Malala inspired children worldwide: UN campaigners

Malala's example showed the need for the international community to help vulnerable states: Danish Prime Minister

"When Malala Yousafzai was shot, girls in Pakistan went on to the streets to protest," says former UK PM PHOTO: FILE

DAVOS:
The bravery of Malala Yousafzai has inspired children around the world to fight for a better education, key figures in a UN campaign said on Friday.

Hosting a discussion at the World Economic Forum in Davos, UN special education envoy and former British prime minister Gordon Brown paid tribute to 15-year-old Malala, who was gunned down in Swat in October.

"We saw when Malala Yousafzai was shot in Pakistan, girls in Pakistan went on to the streets to protest that they too wanted the education they were being denied," Brown told an elite audience at the luxury ski resort.

Danish Prime Minister Helle Thorning-Schmidt, who is also involved in UN education efforts, said Malala's example showed the need for the international community to help "vulnerable states."

"Her story has affected us all, it has affected teenagers all over the world, my own teenage daughters are thinking about this and worrying about girls' education," she said.

"And that's why this ownership (of the issue) is so important: some girls don't get education because their country is at war and a weak state and a very poor country.

"But some kids, especially girls, don't get their education because of cultural, religious choices in their part of the world."


The Danish premier said all countries should take the responsibility for providing a good basic education where possible, but where failed states were unable to, then the world must help instead.

"Those examples where girls are allowed into schools, where we help in vulnerable states like Afghanistan, that's where we can make a difference," Thorning-Schmidt said.
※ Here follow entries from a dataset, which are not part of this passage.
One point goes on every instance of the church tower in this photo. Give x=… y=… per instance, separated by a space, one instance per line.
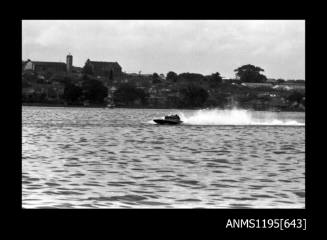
x=69 y=63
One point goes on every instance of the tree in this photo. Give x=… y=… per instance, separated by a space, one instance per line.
x=193 y=95
x=172 y=76
x=191 y=77
x=128 y=93
x=72 y=93
x=214 y=79
x=88 y=69
x=250 y=73
x=94 y=91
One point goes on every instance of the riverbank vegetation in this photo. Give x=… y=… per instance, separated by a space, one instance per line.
x=251 y=90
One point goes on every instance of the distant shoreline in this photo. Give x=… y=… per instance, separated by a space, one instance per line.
x=144 y=107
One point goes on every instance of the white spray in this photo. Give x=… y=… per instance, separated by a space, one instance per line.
x=235 y=117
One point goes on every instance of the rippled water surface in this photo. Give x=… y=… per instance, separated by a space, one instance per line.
x=113 y=158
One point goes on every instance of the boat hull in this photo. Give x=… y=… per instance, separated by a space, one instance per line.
x=167 y=122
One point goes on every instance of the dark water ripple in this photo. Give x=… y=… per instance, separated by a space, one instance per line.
x=113 y=158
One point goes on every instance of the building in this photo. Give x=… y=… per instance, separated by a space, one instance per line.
x=111 y=71
x=69 y=63
x=49 y=67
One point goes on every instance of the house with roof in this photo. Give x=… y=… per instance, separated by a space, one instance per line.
x=110 y=71
x=49 y=67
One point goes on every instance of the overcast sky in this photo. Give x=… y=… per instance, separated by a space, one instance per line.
x=200 y=46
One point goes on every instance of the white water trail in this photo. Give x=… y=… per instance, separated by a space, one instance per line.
x=236 y=117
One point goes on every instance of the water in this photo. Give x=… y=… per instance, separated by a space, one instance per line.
x=118 y=158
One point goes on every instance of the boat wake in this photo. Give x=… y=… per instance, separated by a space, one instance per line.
x=237 y=117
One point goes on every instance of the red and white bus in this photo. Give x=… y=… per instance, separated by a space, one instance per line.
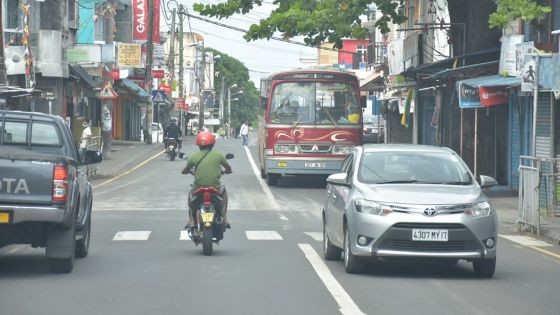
x=312 y=119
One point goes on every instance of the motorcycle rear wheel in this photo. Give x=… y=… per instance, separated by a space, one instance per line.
x=207 y=236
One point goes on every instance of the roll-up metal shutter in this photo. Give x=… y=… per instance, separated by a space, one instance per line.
x=544 y=145
x=556 y=14
x=544 y=126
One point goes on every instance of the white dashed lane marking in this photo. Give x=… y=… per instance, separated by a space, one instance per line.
x=132 y=236
x=263 y=236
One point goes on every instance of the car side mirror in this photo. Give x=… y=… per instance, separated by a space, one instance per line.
x=487 y=181
x=338 y=179
x=93 y=157
x=363 y=101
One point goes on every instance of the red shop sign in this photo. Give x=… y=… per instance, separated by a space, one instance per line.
x=490 y=96
x=140 y=20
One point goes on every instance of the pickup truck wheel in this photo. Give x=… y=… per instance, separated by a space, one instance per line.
x=82 y=244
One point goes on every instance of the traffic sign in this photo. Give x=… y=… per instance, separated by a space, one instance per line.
x=107 y=93
x=159 y=97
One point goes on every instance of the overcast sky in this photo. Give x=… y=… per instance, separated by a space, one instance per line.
x=261 y=57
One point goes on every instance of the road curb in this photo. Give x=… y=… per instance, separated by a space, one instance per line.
x=551 y=237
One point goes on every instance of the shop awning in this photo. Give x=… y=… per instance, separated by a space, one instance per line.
x=485 y=91
x=82 y=75
x=374 y=82
x=133 y=88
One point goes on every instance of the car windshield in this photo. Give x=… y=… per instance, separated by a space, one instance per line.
x=321 y=103
x=373 y=121
x=393 y=167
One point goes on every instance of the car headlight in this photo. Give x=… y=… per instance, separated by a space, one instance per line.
x=479 y=209
x=342 y=149
x=371 y=207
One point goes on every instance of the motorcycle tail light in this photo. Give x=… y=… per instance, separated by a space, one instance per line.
x=207 y=198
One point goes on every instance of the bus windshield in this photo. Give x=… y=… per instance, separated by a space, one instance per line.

UN chief Ban Ki-moon, who appointed Brown last July to lead a campaign to get 61 million more children into school by 2015, opened the discussion by saying that the world "cannot afford a lost generation".

"Education must be a top priority of global and development agendas - this is not an option it is an imperative," he told the audience of global politicians and business leaders.

Malala was shot on her school bus by Taliban gunmen for the "crime" of promoting girls' education, but survived the murder attempt.

Malala first rose to prominence aged just 11 with a blog for the BBC Urdu service in 2009 in which she described life in Swat during the bloody rule of the Taliban.

She is still recovering from her injuries at a hospital in Britain.

Brown has pushed Malala's case and in November visited Pakistan to present a million-signature petition to the government calling for change.